Journal of Global Change Data & Discovery2021.5(2):181-188

[PDF] [DATASET]

Citation:Wang, S., Zhu, Y. Q., Qian, L., et al. The Spatial Distribution Dataset on Ecological Agriculture Patterns of China (2018–2020)[J]. Journal of Global Change Data & Discovery,2021.5(2):181-188 .DOI: 10.3974/geodp.2021.02.10 .

The Spatial Distribution Dataset on Ecological Agriculture Patterns of China (2018–2020)

Wang, S.1  Zhu, Y. Q.1,2*  Qian, L.3  Song, J.1,2  Yuan, W.1

1. State Key Laboratory of Resources and Environmental Information System, Institute of Geographic Sciences and Natural Resources Research, Chinese Academy of Sciences, Beijing 100101, China;

2. Jiangsu Center for Collaborative Innovation in Geographical Information Resource Development and Application, Nanjing 210023, China;

3. School of Computer Science, South China Normal University, Guangzhou 510631, China

 

Abstract: Ecological agriculture patterns are agricultural development cases that can be replicated by appropriately utilizing the local natural environment. Surveying the distributions of ecological agriculture patterns can reveal spatial differences, aggregation, and diversity of agricultural development, which is greatly significant to agricultural development planning, agricultural ecological progress, and agricultural sustainable development research. To address this issue, the authors first collect news reports on the topic of Chinese ecological agriculture patterns from official websites such as Yangshi net, Renmin net, and Xinhua net between 2018 and 2020. And then, the authors extract and classify ecological agriculture patterns using natural language processing techniques. Finally, the dotted spatial distribution datasets of Chinese ecological agriculture patterns are produced by parsing spatial and temporal information about the ecological agriculture patterns.
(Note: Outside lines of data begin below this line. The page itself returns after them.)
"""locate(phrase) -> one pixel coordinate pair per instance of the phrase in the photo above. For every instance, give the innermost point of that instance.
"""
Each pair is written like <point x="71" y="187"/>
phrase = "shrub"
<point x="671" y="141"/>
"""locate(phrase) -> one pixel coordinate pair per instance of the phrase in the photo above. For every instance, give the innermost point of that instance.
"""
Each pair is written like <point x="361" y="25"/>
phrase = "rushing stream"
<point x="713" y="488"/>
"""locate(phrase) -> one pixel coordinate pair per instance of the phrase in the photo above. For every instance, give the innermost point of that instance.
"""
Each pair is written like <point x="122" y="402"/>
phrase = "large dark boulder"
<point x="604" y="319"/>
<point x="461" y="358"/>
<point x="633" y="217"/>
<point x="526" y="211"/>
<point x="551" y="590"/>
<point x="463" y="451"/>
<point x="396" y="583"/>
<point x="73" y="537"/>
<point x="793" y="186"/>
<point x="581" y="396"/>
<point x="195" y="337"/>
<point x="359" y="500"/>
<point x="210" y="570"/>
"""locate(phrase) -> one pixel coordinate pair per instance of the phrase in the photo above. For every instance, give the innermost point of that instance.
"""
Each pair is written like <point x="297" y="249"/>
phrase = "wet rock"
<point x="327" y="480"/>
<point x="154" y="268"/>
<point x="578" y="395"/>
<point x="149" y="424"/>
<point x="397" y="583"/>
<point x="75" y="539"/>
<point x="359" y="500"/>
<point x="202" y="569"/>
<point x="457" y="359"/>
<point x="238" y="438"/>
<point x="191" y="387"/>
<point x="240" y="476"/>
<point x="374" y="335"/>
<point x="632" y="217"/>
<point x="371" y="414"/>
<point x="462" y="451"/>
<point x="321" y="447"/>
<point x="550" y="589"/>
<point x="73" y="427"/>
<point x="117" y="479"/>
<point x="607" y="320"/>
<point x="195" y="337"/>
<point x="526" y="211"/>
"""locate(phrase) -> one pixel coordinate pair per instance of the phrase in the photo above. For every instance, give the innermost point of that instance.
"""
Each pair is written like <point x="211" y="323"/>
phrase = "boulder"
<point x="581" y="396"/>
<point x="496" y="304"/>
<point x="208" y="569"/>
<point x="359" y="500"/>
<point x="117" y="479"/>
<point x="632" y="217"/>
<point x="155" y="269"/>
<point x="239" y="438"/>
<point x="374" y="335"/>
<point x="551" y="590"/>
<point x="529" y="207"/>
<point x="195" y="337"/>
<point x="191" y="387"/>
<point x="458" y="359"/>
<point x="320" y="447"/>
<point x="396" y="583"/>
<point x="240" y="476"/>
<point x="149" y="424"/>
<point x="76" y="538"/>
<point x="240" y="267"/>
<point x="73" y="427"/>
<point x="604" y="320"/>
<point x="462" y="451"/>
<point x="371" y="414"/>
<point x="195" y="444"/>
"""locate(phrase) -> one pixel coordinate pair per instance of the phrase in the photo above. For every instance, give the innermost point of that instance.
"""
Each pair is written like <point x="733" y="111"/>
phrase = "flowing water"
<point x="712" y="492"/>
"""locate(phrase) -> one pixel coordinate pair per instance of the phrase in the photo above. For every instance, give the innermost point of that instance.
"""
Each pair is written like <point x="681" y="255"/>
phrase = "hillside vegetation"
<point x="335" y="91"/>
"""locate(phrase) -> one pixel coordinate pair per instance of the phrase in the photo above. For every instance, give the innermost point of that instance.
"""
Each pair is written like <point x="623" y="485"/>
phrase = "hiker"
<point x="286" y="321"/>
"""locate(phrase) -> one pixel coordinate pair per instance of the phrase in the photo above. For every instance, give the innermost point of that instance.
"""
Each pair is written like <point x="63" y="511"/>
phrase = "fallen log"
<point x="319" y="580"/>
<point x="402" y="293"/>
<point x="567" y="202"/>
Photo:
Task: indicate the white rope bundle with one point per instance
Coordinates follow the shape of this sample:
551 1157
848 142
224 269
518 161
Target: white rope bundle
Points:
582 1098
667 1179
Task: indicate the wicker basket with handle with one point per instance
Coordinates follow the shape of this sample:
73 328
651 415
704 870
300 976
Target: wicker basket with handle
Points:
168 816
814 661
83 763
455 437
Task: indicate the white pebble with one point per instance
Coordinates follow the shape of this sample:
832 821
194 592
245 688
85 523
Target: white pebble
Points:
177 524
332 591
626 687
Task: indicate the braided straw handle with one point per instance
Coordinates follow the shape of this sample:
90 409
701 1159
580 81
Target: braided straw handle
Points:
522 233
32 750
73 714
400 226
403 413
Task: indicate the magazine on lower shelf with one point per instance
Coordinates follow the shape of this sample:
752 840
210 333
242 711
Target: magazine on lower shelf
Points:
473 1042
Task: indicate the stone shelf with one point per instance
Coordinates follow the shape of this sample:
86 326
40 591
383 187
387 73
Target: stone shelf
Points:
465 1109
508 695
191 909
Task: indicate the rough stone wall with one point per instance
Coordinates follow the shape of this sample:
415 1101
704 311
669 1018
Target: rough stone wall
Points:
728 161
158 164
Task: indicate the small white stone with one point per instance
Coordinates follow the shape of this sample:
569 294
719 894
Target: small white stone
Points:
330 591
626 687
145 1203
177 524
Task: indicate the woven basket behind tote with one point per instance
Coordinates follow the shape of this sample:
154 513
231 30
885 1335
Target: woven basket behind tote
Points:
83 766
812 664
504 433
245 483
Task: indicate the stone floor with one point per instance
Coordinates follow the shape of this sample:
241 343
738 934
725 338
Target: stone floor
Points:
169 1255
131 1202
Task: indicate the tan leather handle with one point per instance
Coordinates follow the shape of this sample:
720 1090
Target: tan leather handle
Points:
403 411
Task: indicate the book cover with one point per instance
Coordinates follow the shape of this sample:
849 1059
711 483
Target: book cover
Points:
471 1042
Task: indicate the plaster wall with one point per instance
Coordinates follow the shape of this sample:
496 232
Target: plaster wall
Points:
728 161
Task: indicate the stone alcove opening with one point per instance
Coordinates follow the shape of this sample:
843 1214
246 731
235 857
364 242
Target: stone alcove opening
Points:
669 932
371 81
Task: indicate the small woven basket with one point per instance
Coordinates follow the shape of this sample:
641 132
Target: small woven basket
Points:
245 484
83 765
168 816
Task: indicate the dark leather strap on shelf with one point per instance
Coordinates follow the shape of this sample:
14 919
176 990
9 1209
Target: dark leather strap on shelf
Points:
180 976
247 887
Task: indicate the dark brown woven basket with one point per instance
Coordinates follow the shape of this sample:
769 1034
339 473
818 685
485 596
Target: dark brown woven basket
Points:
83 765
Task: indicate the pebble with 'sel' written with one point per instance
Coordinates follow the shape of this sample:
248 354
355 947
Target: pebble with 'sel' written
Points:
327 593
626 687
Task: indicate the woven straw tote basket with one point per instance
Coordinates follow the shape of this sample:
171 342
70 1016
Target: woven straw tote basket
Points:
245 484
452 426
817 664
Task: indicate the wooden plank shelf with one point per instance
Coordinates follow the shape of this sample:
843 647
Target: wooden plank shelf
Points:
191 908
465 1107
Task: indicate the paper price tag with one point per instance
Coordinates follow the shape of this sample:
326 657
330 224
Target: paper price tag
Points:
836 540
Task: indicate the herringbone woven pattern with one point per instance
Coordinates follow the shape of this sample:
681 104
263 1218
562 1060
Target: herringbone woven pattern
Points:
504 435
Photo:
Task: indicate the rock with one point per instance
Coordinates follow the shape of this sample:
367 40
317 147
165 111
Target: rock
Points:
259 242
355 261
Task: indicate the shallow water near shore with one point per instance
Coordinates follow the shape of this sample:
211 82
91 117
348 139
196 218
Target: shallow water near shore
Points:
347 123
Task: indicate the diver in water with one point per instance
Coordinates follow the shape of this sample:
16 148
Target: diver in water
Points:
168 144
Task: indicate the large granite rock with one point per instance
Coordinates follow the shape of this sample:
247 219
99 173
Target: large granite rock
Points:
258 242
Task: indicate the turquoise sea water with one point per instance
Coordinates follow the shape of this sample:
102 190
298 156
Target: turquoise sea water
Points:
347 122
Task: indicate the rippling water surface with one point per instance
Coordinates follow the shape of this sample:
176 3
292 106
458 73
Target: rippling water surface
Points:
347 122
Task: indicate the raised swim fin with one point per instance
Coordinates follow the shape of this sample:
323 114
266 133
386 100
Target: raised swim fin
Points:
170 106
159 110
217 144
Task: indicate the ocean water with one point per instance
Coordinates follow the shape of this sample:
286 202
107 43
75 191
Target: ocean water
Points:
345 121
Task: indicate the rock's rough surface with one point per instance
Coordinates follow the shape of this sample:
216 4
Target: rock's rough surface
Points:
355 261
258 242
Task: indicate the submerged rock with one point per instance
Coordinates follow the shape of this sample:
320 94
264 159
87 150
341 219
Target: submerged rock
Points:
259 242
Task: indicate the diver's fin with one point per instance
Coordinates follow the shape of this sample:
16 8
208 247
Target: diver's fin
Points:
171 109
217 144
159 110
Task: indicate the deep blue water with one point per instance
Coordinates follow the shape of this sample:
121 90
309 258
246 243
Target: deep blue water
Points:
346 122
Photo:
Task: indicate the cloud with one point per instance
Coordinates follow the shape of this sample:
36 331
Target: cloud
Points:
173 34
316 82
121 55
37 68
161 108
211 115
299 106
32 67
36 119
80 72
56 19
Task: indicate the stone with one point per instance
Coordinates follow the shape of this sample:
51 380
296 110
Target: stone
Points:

The dataset includes the records covering ecological agriculture type, location of each record, report date, keywords, original descriptions, and sources. The dataset is archived in .xlsx and .shp data formats with 33,440 records, and consists of 9 data files with data size of 168 MB (compressed to 21.4 MB).

Keywords: ecological agriculture patterns; spatial distribution; news report; 2018-2020

DOI: https://doi.org/10.3974/geodp.2021.02.10

CSTR: https://cstr.escience.org.cn/CSTR:20146.14.2021.02.10

Dataset Availability Statement:

The dataset supporting this paper was published and is accessible through the Digital Journal of Global Change Data Repository at: https://doi.org/10.3974/geodb.2021.06.02.V1 or https://cstr.escience.org.cn/CSTR:20146.14.2021.06.02.V1.

1 Introduction

Chinese ecological agriculture patterns are agricultural development cases with their own local natural resources and social-economic conditions under the Sustainable Development Goals of the United Nations[1,2]. These ecological agriculture patterns provide outstanding demonstration effects on local agricultural development paths, providing significant meanings to regional sustainable development on local agricultural planting, production, and management[3].

Different areas in China have different ecological, technique, and marketing situations because of its vast territory. These situations bring large different distributions of ecological agriculture patterns, which present an extreme challenge to refer similar patterns to local agriculture development. These differences not only affect the layout revealing of ecological agriculture pattern at the macro perspective, but also reveal the specific local natural environment and social-economic mechanism of the local pattern at the micro perspective. Thus, surveying the distributions of ecological agriculture patterns is significant to reveal the spatial structure and mechanism of each Chinese ecological agriculture pattern, which is related to the planning of ecological agriculture patterns at the national scale.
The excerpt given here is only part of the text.